If the lawsuits over the Wynn casino license were viewed as an athletic contest, then last Thursday’s hearing in Suffolk Superior Court was simply the coin toss.
And the coin seemed to have landed on its side.
The only action that came out of the highly-anticipated hearing was that Judge Janet Sanders allowed all cases to continue, but suspended all activity on those cases – including discovery activities such as the subpoenas Boston issued in regards to fraud allegations last week – until another hearing on Sept. 22.
“I am staying all discovery,” said the judge. “Without making any comments on the merits of the cases, discovery should not happen until we know what plaintiffs survive and what part of their cases continue…Revere made good points about continuing to compile the administrative record. I am staying discovery, though, in that case too.”

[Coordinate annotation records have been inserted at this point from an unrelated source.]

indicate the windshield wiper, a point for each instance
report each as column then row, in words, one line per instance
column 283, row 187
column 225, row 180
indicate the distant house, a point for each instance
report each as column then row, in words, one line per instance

Somerville, unlike the others, has agreed to put its case on pause until the Wynn environmental process is completed. Until that action occurs, its case will be on hold.
That hearing will likely be moved though, as it falls on the eve of the Jewish holiday Yom Kippur.
With representatives from lawsuits involving Boston, Revere, Somerville, Mohegan Sun and the International Brotherhood of Electrical Workers (IBEW) before the Business Litigation Division of the court Thursday afternoon, Judge Sanders listened to more than two hours of arguments from each locale and from the Massachusetts Gaming Commission (MGC) – the actual defendant in the suit – and seemingly gave no clear indication of what she will eventually rule.
After listening to MGC attorney David Mackey argue to dismiss Boston’s case under a rule calling for such suit to be “short and plain,” she ruled that the case shouldn’t be dismissed.
Mackey said the lawsuit was more than 1,000 pages and burdened the MGC with numerous allegations and exhibits. He also indicated that a box of information had been served to the MGC the night before by Boston, and that another box of information had been served to them that very morning as well.
“The sheer length of the complaint by Boston is significant,” said Mackey. “Allowing something of this length to simmer sends all the wrong messages. It sends the message a part can burden its opponent.”
However, Boston outside attorney, Tom Frongillo, argued that length should never be a reason to dismiss a lawsuit – noting that several other complaints before the court are just as long as Boston’s.
The judge agreed on that important point, giving Boston a bit of a victory, but she bookended the victory with the fact that she believed Boston would just file another complaint and slow the process down.
“Without in any way making any comment on the merits of the case, I am going to deny the motion (to dismiss the case),” she said. “By allowing it, it will only slow things down and I think we should move on.”
The victory was also bookended by the fact that she restricted most all activity on the case until late September, meaning Boston can no longer request information or make allegations about the casino license process based within the pursuit of its legal case.
Revere and Mohegan Sun’s case will also be heard at the same time in September, and the MGC filed on July 1 to dismiss those cases too. The MGC is expected to formally file to dismiss Boston’s case on the merits by the end of July.